The Takeaway: Molecular biologist Ken Storey looks to the natural world to study suspended animation — particularly, turning metabolism on and off — and its implications on human health.

“Labs are like a rock and roll group where everybody’s playing your song,” Ken Storey says. “I write and develop the songs. It’s a constant training up new players, teaching them instruments, giving them huge credit, and they go on to fame and fortune. And then you take on new players.”

To continue the metaphor, Storey’s lab, at Carleton University in Ottawa, Ontario, has written the melodies for a lot of scientific hits. You may not have heard them yet, though — mostly because their lyrics are all about red devil squid, giant tuna, thirteen lined ground squirrels, wood frogs, and lemurs. Or, more specifically, about the way those animals practice the metabolic miracle of surviving extreme environmental stresses like deep cold, oxygen deprivation, and desiccation.

“They turn off their nuclei and all of their genes,” he says. “You can’t do that without dying.

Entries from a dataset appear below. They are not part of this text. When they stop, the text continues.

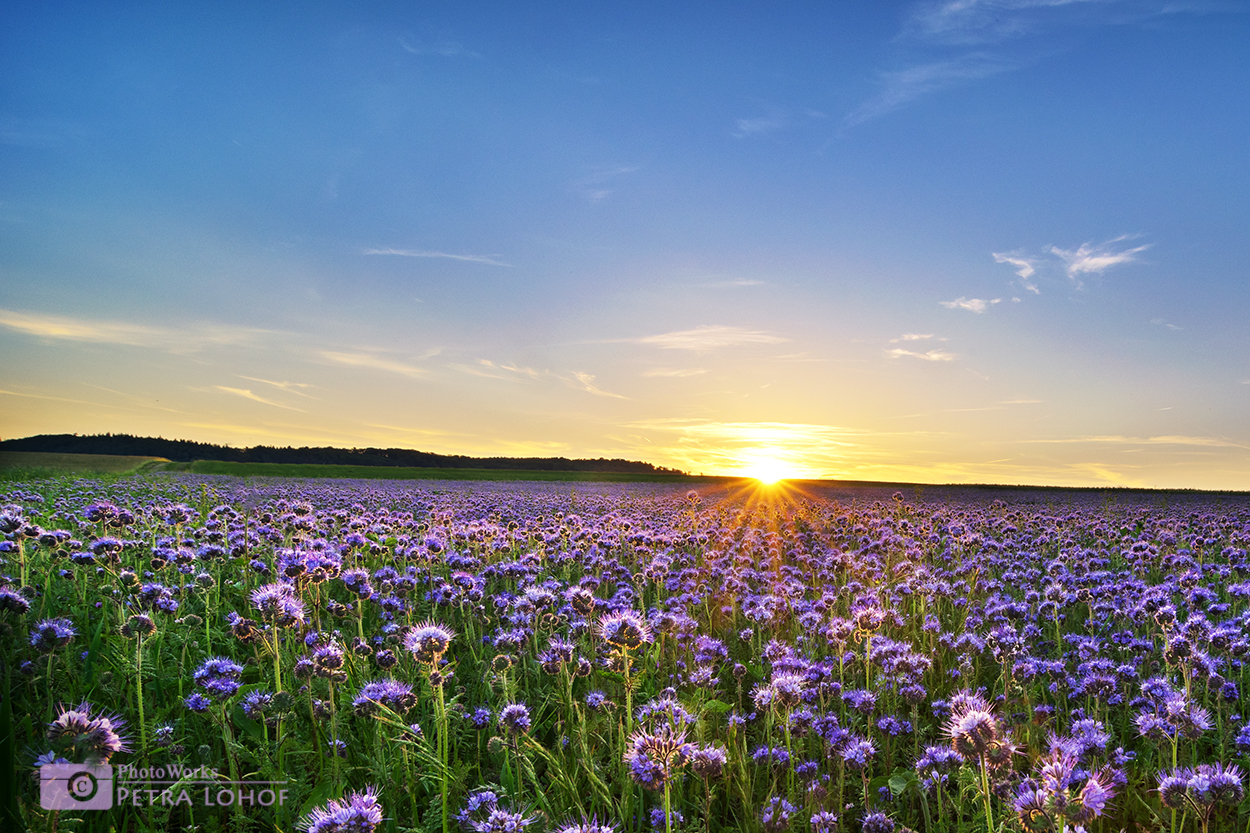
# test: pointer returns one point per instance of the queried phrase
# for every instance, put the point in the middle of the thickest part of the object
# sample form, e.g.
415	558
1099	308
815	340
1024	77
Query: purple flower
624	631
196	702
428	642
654	757
86	733
514	718
279	604
219	677
50	634
390	693
356	813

Then they turn off all the processes in all of their cells. You can’t do that either. If you drew a graph of it, it would look like they were alive, and that they died, and then they came back to life. Anything that has a time constant of ‘dead’ in the middle of their graph but that is not actually dead, that’s what we study.”

You may soon start hearing the covers of Storey’s songs. His melodies have major implications on futuristic human-centric molecular physiology tech that might not be far off at all: elongating the time transplant organs can last outside the body; hibernation-like stasis for Mars-bound astronauts. We asked Storey about the molecular processes of suspended animation and its implications for human health.

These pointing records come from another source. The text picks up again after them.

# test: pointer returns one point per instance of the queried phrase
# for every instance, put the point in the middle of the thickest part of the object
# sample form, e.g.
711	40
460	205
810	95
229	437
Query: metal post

Before You Start: Terms to Know

Suspended animation: The ability to temporarily suspend or minimize vital bodily functions, including metabolism and heart rate, while remaining alive.

Molecular physiology: The study of biochemical interactions at the subcellular level.

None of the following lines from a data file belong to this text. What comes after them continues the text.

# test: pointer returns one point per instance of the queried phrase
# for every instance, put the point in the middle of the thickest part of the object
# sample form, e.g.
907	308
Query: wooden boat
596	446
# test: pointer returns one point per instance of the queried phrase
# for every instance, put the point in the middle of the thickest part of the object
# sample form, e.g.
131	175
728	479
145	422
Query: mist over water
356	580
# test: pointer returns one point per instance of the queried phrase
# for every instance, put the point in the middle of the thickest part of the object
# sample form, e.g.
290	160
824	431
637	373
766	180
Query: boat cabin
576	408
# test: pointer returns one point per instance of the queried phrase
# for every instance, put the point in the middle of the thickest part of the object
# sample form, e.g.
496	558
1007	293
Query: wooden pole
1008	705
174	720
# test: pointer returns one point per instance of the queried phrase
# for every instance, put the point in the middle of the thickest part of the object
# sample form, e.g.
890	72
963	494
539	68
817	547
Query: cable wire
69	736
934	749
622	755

Elastic limit: The furthest point to which something — including biochemistry — can be stretched.

Krogh’s Principle: A theory, created by August Krogh, that "for such a large number of problems there will be some animal of choice, or a few such animals, on which it can be most conveniently studied."

Normothermic organ transplant: An organ transplant technique in which organs, particularly the heart, are kept warm and in a similar physiological state as when they are inside the body.

How would you describe the work your lab does to a non-scientist?

What we study is how animals live in suspended animation. I’m talking about animals that can turn off their entire metabolism and appear to be dead. It’s studying how you turn on and off the fires of life: metabolic processes.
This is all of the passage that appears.